The circular - distributed by e-mail on September 9 - came from the office of Permanent Secretary Lidwina Shapwa, who was resettled on a 1799-hectare farm in the Oshikoto Region on July 29.
It said the deadline for the available farm units was October 1, and attached to the e-mail was an application form for resettlement or leasing of Government land.
The e-mail lists seven steps for an application to be considered, one of them being that applicants should indicate their preferred farming units.
The director of resettlement in the Ministry, Alfred Sikopo, said the farming units had already been advertised on September 1 to 9 in the New Era and Republikein, and that the information was also circulated to all regional councils and Lands Ministry regional offices to be placed on notice boards.
The farms in question are a portion - called Voorspoed - of Farm Usagei number 367 (unit A and B) in Omaheke; two farming units of Farm Ginnegaap number 997, also in Omaheke; two unit of Farm Gruis in Kunene; three units of New-Beproewing in the Aranos area in Hardap; and five units of Farm Laura and Portion 1 of the farm Gemsbokfontein in Omaheke.
Sikopo said the Ministry circulates information on available farms for resettlement only after the farms have been gazetted and advertised in newspapers.
"The Ministry does not inform staff members of available farms before they are advertised," Sikopo stressed.
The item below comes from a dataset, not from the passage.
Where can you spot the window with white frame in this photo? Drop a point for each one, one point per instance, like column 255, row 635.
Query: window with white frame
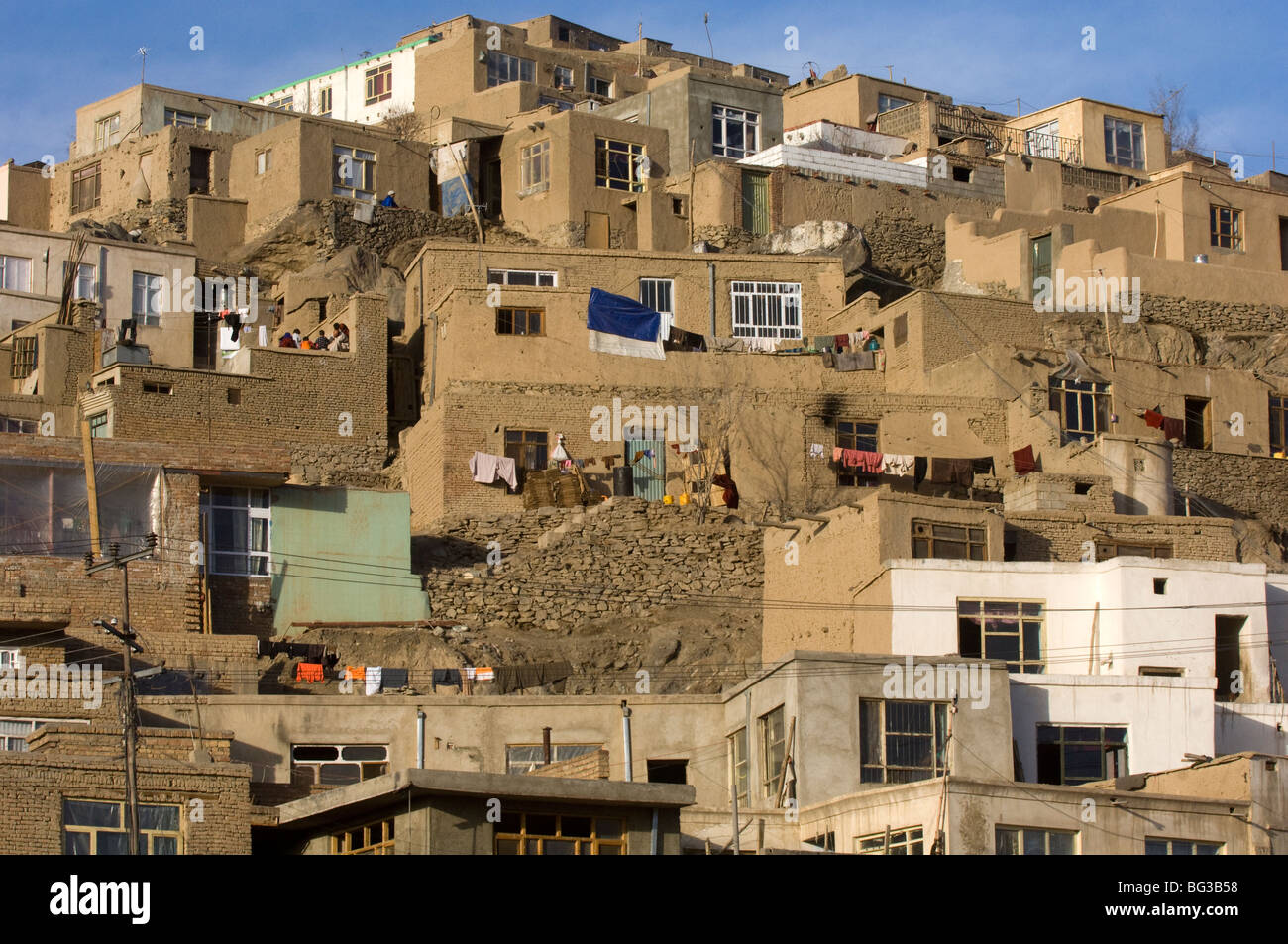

He said the internal e-mail notifying staff of the available farms does not constitute a conflict of interest, but was intended for dissemination to the public after the farms were advertised in the media.
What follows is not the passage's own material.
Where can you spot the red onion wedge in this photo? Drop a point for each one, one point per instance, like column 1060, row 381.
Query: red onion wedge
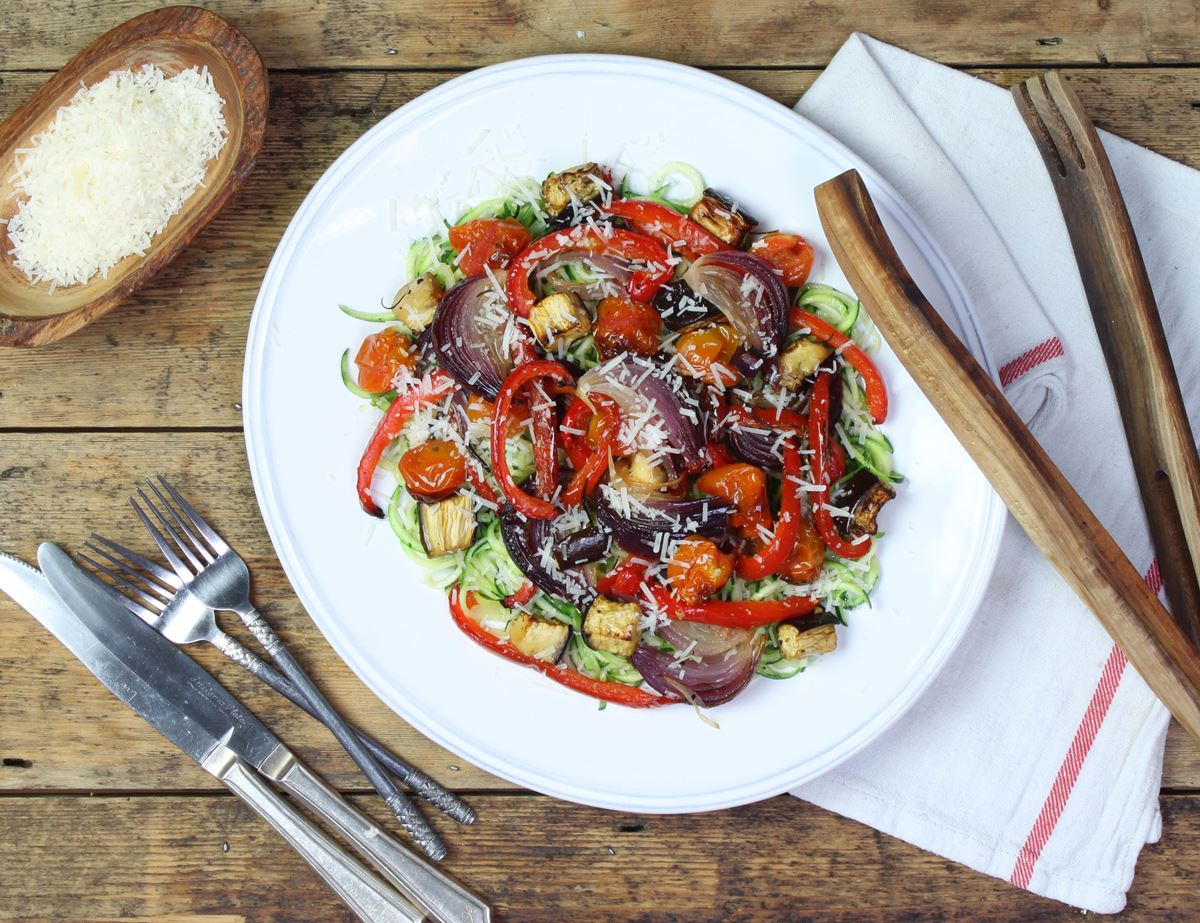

The e-mail was, however, directed to "all staff members" of the Ministry of Lands.
"It is important to note that the Ministry is not involved in the nomination of applicants for consideration by the Minister," said Sikopo.
He said regional resettlement committees and the Land Reform Advisory Commission do that, while the Ministry only does administrative activities.
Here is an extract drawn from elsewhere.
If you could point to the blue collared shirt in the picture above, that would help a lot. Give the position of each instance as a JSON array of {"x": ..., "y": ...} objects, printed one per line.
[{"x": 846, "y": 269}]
"This arrangement insulates the ministerial staff from having influence in the allocation process," Sikopo said.
"But why should ministry staff be treated differently; they are citizens like all of us and should access information on resettlement farms like the rest of us. This is unfair treatment," commented a member of the public requesting anonymity.
The allocation of a resettlement farm to Permanent Secretary Shapwa has drawn criticism from the public and opposition parties who felt that the well-off and well-connected seem to be benefiting from Government's resettlement programme.
When Shapwa was questioned about her resettlement, she countered that there were many other Ministry staffers who had been resettled.
The Ministry defended her resettlement by insisting that she was treated like any other previously disadvantaged Namibian wanting land.
Following this, Rally for Democracy and Progress (RDP) Member of Parliament Anton von Wietersheim demanded that Minister of Lands and Resettlement Alpheus !Naruseb tell Parliament what the criteria were for resettlement, and how many staff at the Ministry had been resettled.
Minister !Naruseb has yet to respond to these questions.